One-and-a-half million line items of data totalling 450Mb, all compressed down to a 17Mb file the MD could take home for analysis on her laptop - Business Technology Manager, Matthew Chaplin, of leading educational publisher Oxford University Press, was impressed with QlikView from the first time he saw the demo.
"From the proof of concept it was clear this was an extremely powerful system with fantastic performance; we were surprised to find it was so compact," says Chaplin. "It's proved to be a far more cost-effective implementation than another, more traditional solution we looked at, and it has been absolutely perfect for what we needed."
Oxford University Press (OUP) in South Africa publishes a range of textbooks for learners and students from Grade R right through to tertiary level, with thousands of titles in print. The company's primary information need, says Chaplin, is for sales analysis.
"Our commissioning editors, publishing managers and sales staff need detailed information on the sales history of each title to predict future demand," explains Chaplin.

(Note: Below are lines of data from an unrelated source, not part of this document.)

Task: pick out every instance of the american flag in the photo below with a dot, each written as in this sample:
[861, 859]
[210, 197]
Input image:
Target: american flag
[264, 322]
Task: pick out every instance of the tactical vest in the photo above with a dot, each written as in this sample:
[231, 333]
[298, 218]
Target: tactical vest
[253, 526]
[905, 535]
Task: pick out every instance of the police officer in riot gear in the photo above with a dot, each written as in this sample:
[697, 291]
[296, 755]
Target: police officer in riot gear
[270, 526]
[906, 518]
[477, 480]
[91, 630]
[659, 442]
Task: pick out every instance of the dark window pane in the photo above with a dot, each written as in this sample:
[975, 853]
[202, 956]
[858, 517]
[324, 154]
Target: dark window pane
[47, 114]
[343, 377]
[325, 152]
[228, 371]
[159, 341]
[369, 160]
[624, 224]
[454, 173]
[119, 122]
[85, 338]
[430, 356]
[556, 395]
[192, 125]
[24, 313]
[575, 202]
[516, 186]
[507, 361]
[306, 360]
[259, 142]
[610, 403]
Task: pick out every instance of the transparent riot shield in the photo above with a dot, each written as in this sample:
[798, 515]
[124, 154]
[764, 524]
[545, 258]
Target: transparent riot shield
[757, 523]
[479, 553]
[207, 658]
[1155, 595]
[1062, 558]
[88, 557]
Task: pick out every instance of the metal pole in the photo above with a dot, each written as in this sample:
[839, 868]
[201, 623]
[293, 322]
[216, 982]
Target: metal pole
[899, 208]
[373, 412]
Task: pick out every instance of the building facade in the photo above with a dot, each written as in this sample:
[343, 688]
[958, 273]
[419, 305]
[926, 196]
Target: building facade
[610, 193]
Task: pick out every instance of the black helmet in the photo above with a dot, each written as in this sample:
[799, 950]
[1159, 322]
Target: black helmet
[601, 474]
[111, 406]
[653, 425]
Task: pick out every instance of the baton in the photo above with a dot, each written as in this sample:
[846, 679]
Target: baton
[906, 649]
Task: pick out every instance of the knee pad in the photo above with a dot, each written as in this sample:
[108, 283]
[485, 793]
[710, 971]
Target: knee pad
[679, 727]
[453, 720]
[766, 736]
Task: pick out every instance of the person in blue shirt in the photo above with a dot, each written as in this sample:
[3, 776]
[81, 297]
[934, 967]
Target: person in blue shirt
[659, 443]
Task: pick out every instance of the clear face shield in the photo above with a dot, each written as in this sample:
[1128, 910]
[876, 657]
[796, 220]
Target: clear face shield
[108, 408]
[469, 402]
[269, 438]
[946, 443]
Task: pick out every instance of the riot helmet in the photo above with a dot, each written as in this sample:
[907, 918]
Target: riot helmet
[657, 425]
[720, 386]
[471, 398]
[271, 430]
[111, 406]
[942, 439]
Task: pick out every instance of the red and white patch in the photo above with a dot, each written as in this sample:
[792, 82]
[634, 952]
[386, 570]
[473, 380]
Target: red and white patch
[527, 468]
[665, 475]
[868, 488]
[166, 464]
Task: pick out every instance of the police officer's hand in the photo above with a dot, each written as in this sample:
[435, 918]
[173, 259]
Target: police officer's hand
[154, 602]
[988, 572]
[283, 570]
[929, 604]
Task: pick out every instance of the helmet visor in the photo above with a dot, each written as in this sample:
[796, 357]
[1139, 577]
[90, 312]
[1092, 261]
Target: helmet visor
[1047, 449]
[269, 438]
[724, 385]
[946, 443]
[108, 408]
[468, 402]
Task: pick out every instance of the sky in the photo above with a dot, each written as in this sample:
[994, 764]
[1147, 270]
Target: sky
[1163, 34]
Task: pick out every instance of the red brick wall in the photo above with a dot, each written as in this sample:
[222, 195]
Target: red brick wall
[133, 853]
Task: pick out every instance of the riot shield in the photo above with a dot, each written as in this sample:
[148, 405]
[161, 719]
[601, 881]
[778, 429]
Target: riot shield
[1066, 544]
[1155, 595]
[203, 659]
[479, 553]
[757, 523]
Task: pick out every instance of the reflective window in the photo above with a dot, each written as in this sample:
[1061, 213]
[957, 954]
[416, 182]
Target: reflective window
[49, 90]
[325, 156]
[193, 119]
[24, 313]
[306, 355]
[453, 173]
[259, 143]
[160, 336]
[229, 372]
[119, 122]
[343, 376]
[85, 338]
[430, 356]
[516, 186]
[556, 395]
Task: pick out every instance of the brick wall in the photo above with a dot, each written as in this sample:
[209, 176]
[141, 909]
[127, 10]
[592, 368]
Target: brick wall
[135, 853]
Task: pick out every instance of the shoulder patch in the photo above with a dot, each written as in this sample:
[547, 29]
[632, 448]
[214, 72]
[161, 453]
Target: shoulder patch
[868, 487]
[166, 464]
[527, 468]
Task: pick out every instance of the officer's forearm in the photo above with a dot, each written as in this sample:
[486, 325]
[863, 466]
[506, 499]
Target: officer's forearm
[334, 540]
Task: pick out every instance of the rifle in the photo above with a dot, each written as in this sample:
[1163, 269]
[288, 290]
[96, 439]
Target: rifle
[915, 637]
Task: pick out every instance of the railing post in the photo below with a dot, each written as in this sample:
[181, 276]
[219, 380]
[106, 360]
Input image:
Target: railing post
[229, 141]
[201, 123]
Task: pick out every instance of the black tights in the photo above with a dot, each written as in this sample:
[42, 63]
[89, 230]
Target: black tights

The task is complicated, says Chaplin, because titles are allocated to different "lists": Titles in their first year of publication are on the frontlist, moving to the new backlist in the second year and the backlist in the third year. A new edition will move a title back onto the frontlist, with a new ISBN. "In the past, this made it very difficult to track the performance of a title across multiple years and editions," he says.
"QlikView's flexible analysis has made it much easier and given us a far better view into the underlying data. Our users, from the sales staff through to the MD, took to the system very quickly when they discovered that a task that would previously have taken a day could now be achieved in five minutes."
"Getting one's hands on information to make management decisions is now possible all day and every day," says MD, Lieze Kotze.
OUP's QlikView sales model now allows users to analyse sales history down to the level of individual transactions, by any of several variables, including series, language, grade, subject, ISBN, origin and more. The company also recently implemented a turnaround time model that allows fast analysis of the process from order placement to delivery.
"With our experience of the first model, we built the second ourselves with very little help," says Chaplin. "It's been easy to learn and the system pretty much runs itself: since we implemented the turnaround model in November 2007 there's been no further supplier involvement. We're entirely self-sufficient with the software, which also helps to keep costs down."
QlikView's offline capabilities have been the cherry on the top for its users, concludes Chaplin. "People love the fact that they can use it at home, and they can't break it. It's saved us all a lot of time."